At the tender age of 16, I bowed at an altar and surrendered my life to Christ. I was only a teenager. I had little to surrender. Decades later, am I still willing to surrender all: husband, children, home, health, job, lifestyle … ? Surrender frightens me. What will God ask me to leave behind? Will it be hard?

However, Jesus’ words instill powerful hope, “with God all things are possible.” Recently, the Lord changed my focus regarding surrender. When he asks me to surrender something, it is because he has something far better for me. I need to switch focus from “my thing” to “his better thing.” (See “Something Better” blog.) I cling to pitiful rags when true riches await me on the other side of surrender.
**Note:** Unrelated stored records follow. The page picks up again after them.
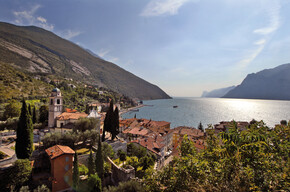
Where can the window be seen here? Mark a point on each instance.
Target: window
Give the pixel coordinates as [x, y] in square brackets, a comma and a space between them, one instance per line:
[66, 178]
[66, 167]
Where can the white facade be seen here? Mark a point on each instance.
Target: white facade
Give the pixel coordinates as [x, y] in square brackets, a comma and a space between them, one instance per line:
[55, 107]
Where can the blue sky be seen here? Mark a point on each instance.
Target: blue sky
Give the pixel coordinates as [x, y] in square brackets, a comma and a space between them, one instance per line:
[183, 46]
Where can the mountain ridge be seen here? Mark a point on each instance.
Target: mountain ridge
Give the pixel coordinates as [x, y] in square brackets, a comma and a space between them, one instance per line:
[216, 93]
[271, 83]
[35, 50]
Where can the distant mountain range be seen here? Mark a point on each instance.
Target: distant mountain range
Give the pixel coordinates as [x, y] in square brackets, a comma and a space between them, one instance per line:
[267, 84]
[33, 50]
[217, 92]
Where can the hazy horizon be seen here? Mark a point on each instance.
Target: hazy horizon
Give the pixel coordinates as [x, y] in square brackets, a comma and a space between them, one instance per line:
[183, 46]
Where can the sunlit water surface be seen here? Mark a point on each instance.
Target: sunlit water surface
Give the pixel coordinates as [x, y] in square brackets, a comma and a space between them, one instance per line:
[191, 111]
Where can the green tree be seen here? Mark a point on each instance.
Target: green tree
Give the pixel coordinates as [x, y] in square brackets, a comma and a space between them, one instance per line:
[187, 147]
[129, 186]
[94, 183]
[91, 164]
[146, 162]
[29, 110]
[20, 172]
[107, 151]
[200, 127]
[76, 173]
[122, 155]
[24, 133]
[108, 122]
[100, 160]
[34, 118]
[24, 189]
[12, 110]
[43, 114]
[115, 124]
[85, 124]
[42, 188]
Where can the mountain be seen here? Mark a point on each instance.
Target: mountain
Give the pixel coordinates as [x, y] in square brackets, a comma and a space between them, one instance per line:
[267, 84]
[93, 54]
[34, 50]
[16, 84]
[217, 92]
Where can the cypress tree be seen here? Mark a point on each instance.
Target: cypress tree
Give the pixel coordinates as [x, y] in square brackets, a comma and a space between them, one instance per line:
[34, 115]
[100, 160]
[200, 126]
[24, 134]
[29, 109]
[115, 127]
[108, 122]
[91, 165]
[76, 173]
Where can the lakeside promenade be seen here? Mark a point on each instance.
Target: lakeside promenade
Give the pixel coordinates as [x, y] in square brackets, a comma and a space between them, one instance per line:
[130, 109]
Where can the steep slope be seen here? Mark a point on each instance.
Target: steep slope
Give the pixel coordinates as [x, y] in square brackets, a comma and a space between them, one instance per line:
[217, 92]
[267, 84]
[35, 50]
[15, 84]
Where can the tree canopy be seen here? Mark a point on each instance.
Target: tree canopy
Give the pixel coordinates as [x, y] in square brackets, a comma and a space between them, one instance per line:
[24, 133]
[255, 159]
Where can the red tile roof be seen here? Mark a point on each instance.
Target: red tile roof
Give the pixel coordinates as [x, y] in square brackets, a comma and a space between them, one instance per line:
[70, 110]
[67, 116]
[151, 144]
[190, 131]
[58, 150]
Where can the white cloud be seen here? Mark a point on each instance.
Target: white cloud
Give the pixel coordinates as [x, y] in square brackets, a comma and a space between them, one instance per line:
[260, 42]
[41, 19]
[27, 17]
[162, 7]
[114, 59]
[274, 22]
[30, 17]
[273, 10]
[103, 52]
[249, 58]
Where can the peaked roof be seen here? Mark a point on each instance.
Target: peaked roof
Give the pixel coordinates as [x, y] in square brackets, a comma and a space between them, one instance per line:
[67, 116]
[58, 150]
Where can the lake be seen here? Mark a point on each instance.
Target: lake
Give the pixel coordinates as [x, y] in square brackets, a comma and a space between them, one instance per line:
[191, 111]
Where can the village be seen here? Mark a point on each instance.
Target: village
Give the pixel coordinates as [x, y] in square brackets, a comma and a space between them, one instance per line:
[139, 144]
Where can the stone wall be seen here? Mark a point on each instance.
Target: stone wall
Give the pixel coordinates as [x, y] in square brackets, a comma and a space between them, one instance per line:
[120, 174]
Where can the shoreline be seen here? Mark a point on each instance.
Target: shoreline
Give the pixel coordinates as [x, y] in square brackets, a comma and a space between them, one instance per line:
[131, 109]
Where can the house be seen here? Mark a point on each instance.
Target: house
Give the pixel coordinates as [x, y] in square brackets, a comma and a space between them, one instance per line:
[61, 161]
[66, 118]
[224, 125]
[180, 131]
[153, 145]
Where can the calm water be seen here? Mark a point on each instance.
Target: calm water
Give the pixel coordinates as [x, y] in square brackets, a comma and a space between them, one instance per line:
[191, 111]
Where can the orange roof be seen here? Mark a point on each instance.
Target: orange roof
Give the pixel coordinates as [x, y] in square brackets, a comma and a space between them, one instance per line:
[70, 110]
[67, 116]
[138, 131]
[190, 131]
[58, 150]
[151, 144]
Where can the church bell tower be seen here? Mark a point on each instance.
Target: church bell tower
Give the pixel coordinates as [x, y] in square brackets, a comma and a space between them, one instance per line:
[55, 107]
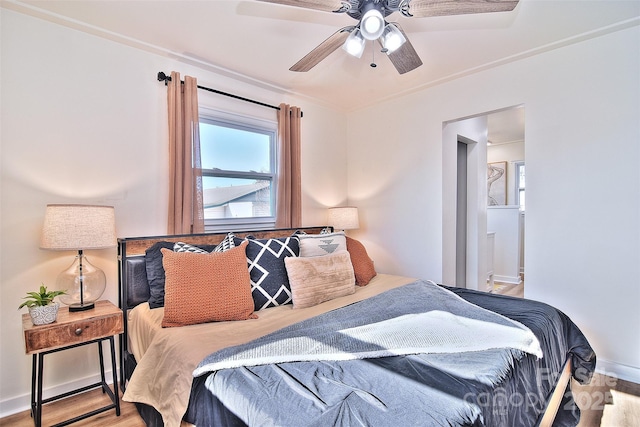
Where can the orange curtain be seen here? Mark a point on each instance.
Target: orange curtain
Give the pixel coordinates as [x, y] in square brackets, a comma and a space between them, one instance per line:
[186, 214]
[289, 200]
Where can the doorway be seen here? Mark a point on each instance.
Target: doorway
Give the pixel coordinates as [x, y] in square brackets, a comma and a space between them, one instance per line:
[465, 193]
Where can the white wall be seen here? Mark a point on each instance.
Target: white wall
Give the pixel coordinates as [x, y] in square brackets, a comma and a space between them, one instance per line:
[84, 120]
[583, 198]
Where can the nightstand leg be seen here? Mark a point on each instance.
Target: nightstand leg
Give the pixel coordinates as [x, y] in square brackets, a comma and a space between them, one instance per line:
[116, 392]
[34, 367]
[38, 418]
[101, 365]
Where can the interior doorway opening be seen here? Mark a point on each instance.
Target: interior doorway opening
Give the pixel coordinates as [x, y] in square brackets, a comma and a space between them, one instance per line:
[469, 147]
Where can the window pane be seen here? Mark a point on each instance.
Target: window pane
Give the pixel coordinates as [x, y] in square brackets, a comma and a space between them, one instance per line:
[236, 198]
[234, 149]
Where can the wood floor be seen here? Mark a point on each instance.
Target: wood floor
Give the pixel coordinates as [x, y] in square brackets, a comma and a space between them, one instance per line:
[606, 402]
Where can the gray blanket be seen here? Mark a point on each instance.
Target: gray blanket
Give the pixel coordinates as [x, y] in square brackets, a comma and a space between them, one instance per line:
[423, 319]
[265, 388]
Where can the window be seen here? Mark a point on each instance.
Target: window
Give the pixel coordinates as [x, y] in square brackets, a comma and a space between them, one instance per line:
[238, 171]
[520, 184]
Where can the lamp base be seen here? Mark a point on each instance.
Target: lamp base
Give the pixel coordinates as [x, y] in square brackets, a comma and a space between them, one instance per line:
[81, 307]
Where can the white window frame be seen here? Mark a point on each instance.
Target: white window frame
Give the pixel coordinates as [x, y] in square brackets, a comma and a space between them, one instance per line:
[519, 165]
[251, 124]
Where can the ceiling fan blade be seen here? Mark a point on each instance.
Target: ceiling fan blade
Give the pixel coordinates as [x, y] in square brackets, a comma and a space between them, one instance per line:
[427, 8]
[323, 50]
[338, 6]
[405, 58]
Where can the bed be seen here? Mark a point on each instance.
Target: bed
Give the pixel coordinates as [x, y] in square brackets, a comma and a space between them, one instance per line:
[391, 351]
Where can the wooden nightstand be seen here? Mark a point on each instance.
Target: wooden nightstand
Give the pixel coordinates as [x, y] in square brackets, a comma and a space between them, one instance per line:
[69, 331]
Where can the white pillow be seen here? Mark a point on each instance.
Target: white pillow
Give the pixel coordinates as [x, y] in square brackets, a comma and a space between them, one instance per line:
[322, 244]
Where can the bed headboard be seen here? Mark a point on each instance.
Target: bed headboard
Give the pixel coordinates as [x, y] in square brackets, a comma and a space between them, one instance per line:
[133, 286]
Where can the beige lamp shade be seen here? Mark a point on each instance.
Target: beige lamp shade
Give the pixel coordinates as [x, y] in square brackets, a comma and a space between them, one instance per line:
[75, 227]
[79, 227]
[343, 218]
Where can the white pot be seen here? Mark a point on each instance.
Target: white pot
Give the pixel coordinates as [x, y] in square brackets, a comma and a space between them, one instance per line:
[43, 315]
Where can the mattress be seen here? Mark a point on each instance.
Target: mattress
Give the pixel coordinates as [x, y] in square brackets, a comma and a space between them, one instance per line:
[167, 357]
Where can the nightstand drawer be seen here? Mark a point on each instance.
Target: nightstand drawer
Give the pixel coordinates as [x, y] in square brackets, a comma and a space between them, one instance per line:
[73, 328]
[72, 333]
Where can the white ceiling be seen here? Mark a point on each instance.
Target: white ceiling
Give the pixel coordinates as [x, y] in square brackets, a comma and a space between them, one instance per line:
[259, 41]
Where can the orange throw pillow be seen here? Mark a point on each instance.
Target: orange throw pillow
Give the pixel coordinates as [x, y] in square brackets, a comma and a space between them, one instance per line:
[362, 264]
[204, 288]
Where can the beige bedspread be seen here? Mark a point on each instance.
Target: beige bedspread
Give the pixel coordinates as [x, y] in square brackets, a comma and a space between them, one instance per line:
[167, 357]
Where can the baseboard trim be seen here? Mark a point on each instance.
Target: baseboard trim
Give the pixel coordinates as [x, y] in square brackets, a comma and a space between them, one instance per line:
[23, 402]
[618, 370]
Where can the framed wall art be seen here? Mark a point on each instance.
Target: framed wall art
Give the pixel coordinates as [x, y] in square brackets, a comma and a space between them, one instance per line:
[497, 184]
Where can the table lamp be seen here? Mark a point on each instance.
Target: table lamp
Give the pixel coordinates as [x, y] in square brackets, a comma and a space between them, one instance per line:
[79, 227]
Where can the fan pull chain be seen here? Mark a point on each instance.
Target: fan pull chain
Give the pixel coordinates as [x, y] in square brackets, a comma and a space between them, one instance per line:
[373, 54]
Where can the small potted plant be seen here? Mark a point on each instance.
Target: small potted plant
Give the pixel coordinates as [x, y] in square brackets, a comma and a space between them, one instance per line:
[42, 309]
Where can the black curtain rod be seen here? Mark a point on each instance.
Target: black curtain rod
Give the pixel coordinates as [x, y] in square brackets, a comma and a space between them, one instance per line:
[162, 77]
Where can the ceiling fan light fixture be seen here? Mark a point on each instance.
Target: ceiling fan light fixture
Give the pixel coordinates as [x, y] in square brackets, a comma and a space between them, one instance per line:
[372, 24]
[354, 45]
[392, 38]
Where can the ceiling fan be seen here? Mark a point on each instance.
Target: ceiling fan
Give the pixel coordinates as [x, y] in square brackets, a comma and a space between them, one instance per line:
[372, 25]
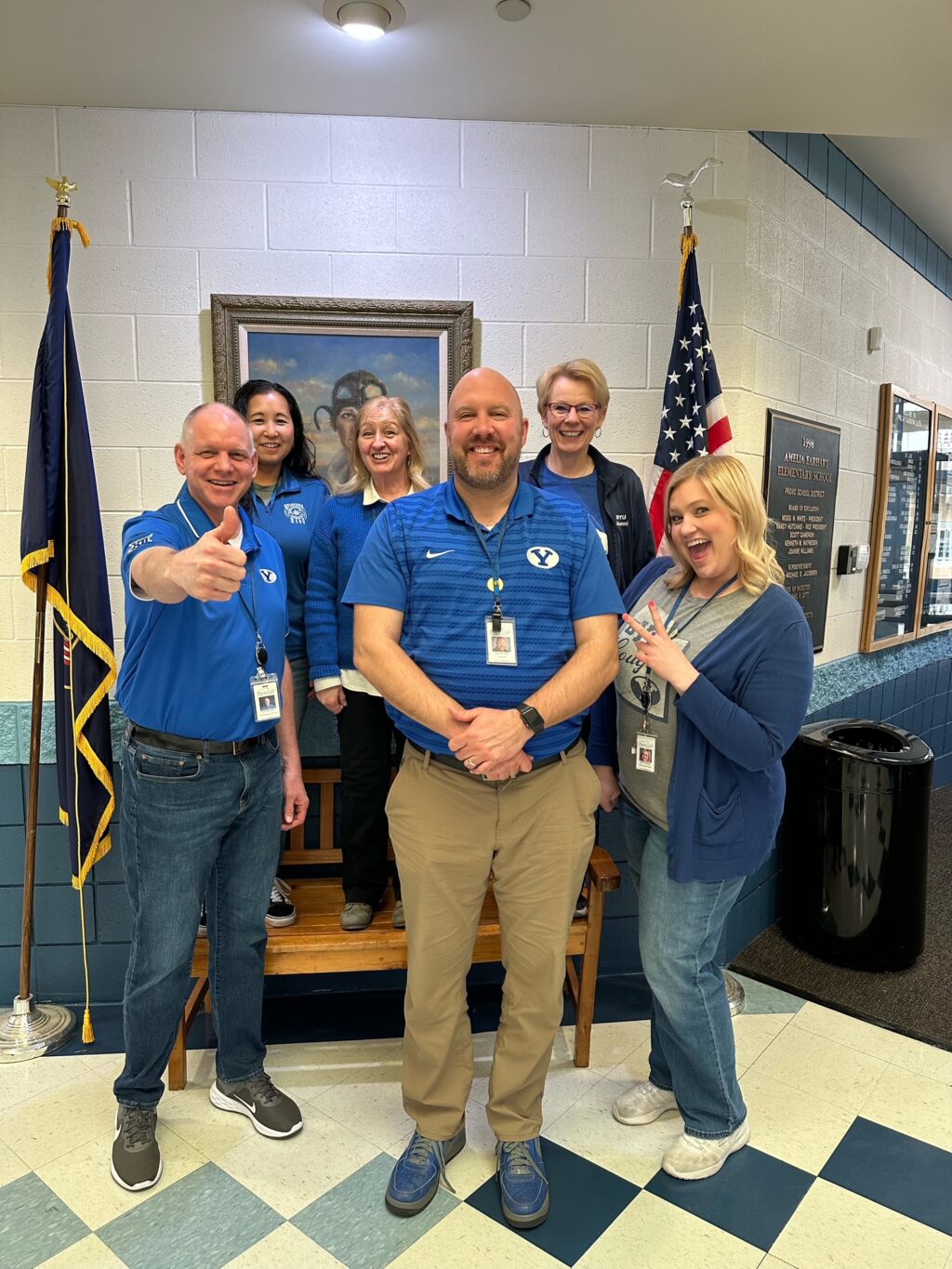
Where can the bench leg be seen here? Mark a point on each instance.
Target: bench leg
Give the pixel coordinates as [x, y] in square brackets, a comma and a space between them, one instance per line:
[586, 998]
[178, 1060]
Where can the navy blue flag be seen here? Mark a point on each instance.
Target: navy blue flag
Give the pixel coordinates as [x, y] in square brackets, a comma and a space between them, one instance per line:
[694, 416]
[61, 528]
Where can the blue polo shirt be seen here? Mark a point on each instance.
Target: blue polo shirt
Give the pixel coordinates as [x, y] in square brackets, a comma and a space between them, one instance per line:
[188, 667]
[424, 559]
[289, 518]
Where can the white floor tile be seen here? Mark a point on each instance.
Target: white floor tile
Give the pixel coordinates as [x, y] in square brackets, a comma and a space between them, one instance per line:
[852, 1032]
[820, 1067]
[291, 1172]
[55, 1122]
[834, 1229]
[653, 1234]
[791, 1125]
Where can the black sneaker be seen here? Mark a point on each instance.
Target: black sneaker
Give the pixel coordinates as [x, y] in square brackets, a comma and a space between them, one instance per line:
[271, 1111]
[281, 910]
[138, 1163]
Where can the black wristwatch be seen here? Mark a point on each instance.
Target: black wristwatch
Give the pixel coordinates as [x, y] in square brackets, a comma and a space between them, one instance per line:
[532, 719]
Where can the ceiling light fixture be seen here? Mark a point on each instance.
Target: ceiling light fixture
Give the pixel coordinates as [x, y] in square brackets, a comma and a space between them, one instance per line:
[513, 10]
[364, 20]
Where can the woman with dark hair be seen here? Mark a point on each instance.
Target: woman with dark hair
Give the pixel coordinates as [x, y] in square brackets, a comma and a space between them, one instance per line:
[284, 500]
[388, 461]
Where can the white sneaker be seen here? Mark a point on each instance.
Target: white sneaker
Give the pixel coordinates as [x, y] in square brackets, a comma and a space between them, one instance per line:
[643, 1103]
[691, 1158]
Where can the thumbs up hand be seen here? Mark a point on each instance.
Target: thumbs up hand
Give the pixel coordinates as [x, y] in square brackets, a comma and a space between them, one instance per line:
[212, 569]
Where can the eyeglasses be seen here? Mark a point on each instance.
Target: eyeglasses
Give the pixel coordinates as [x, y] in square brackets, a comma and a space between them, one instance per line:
[583, 413]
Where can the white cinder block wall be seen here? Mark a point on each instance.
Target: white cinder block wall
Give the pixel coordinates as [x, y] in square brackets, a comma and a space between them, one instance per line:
[562, 236]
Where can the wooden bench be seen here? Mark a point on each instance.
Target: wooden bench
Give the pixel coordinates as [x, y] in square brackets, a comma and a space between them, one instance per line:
[316, 945]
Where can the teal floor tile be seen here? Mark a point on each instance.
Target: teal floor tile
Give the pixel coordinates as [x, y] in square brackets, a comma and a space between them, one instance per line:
[201, 1223]
[34, 1223]
[760, 998]
[351, 1223]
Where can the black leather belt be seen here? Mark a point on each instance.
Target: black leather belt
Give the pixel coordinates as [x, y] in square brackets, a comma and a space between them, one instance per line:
[190, 745]
[456, 765]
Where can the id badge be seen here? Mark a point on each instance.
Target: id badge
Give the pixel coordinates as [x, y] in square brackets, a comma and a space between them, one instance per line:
[643, 751]
[266, 697]
[500, 643]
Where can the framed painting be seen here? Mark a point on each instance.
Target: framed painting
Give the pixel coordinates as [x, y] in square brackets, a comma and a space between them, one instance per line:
[336, 354]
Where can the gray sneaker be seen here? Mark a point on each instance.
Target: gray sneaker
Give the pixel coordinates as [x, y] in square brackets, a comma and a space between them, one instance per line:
[355, 917]
[271, 1111]
[136, 1163]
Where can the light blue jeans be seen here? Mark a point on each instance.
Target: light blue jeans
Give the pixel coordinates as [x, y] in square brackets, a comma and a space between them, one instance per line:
[692, 1035]
[195, 825]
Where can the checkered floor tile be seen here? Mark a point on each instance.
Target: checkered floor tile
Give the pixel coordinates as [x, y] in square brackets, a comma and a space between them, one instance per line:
[851, 1163]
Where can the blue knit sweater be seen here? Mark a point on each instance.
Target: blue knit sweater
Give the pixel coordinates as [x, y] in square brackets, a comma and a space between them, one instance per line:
[341, 531]
[735, 722]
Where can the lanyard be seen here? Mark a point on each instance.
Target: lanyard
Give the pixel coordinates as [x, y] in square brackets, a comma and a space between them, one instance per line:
[674, 631]
[494, 565]
[260, 649]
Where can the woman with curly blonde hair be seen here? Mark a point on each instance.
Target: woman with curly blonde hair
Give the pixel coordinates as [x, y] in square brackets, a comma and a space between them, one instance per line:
[716, 668]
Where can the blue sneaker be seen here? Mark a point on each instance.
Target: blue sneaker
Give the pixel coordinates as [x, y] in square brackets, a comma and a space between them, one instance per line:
[419, 1170]
[522, 1183]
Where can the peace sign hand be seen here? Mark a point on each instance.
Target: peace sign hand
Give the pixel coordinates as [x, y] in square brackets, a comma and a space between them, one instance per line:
[659, 651]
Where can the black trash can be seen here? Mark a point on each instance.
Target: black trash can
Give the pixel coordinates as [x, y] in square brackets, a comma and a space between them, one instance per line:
[854, 843]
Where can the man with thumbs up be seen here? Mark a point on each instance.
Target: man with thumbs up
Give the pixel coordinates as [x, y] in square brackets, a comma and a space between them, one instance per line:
[209, 765]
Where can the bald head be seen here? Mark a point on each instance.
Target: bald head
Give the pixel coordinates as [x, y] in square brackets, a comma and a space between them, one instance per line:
[485, 383]
[485, 431]
[211, 410]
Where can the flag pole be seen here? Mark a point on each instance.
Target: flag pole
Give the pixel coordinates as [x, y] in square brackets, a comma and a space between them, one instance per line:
[30, 1029]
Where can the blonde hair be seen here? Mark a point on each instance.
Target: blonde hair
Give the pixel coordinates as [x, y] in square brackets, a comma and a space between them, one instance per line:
[580, 369]
[729, 483]
[403, 416]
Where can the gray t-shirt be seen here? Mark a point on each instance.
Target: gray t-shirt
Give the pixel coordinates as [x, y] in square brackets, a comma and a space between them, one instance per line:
[649, 789]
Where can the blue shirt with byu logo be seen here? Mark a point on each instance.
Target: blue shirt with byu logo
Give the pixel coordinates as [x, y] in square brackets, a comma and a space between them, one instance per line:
[424, 559]
[291, 518]
[188, 667]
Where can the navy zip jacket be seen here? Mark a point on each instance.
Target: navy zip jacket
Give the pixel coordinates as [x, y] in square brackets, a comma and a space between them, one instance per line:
[631, 541]
[735, 722]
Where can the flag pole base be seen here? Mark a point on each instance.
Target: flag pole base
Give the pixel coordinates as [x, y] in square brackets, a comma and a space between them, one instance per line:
[735, 994]
[30, 1029]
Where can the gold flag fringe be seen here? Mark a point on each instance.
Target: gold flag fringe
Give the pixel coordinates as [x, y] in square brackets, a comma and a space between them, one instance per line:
[62, 222]
[688, 242]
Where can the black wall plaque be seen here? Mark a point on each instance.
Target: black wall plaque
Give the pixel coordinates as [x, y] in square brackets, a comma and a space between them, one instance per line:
[801, 471]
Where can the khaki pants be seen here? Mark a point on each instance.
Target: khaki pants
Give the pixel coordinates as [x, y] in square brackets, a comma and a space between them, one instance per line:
[448, 830]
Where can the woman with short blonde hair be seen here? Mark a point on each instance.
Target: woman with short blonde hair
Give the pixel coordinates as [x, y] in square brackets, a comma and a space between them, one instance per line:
[573, 403]
[388, 462]
[715, 674]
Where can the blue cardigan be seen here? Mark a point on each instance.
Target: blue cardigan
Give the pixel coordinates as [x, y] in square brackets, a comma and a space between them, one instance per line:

“And everyone who has given up houses or brothers or sisters or father or mother or children or property, for my sake, will receive a hundred times as much in return and will inherit eternal life. But many who are the greatest now will be least important then, and those who seem least important now will be the greatest then.” (Matthew 19:29-30 NLT) 
Oh Lord, do I love anything more than you?

Taking it further …

The Practice of the Presence of God was written 300 years ago by a monk, Brother Lawrence. He surrendered all to Christ, expecting to suffer for him in poverty and servitude. Instead, Christ filled him with overwhelming joy! (Download a free copy.)

I consider God my King, against whom I've committed all sorts of crimes. Confessing my sins to him and asking him to forgive me, I place myself in his hands to do whatever he pleases with me (surrender).

This King, who is full of goodness and mercy, doesn't punish me. Rather, He embraces me lovingly and invites me to eat at His table. He serves me Himself and gives me the keys to His treasury, treating me as his favorite.” Brother Lawrence


  1. Hello my friend,
    Thank you for these wonderful words of encouragement and for the book recommendation. I have read Practicing the Presence of God, by Brother Lawrence many times. It is a book that one can read over and over again.

    Thank you also for this passage of scripture. I believe it is easy for all of us to follow God when things are going great with us, but it is when we have to go through the valley of the shadow of death or experience some kind of setback that we are really challenged to find out what is important in our lives.

    Enjoyed this tremendously.


    1. Thanks, Patricia, for stopping by and commenting. I appreciate the time you take to read and encourage others. You are an amazing woman!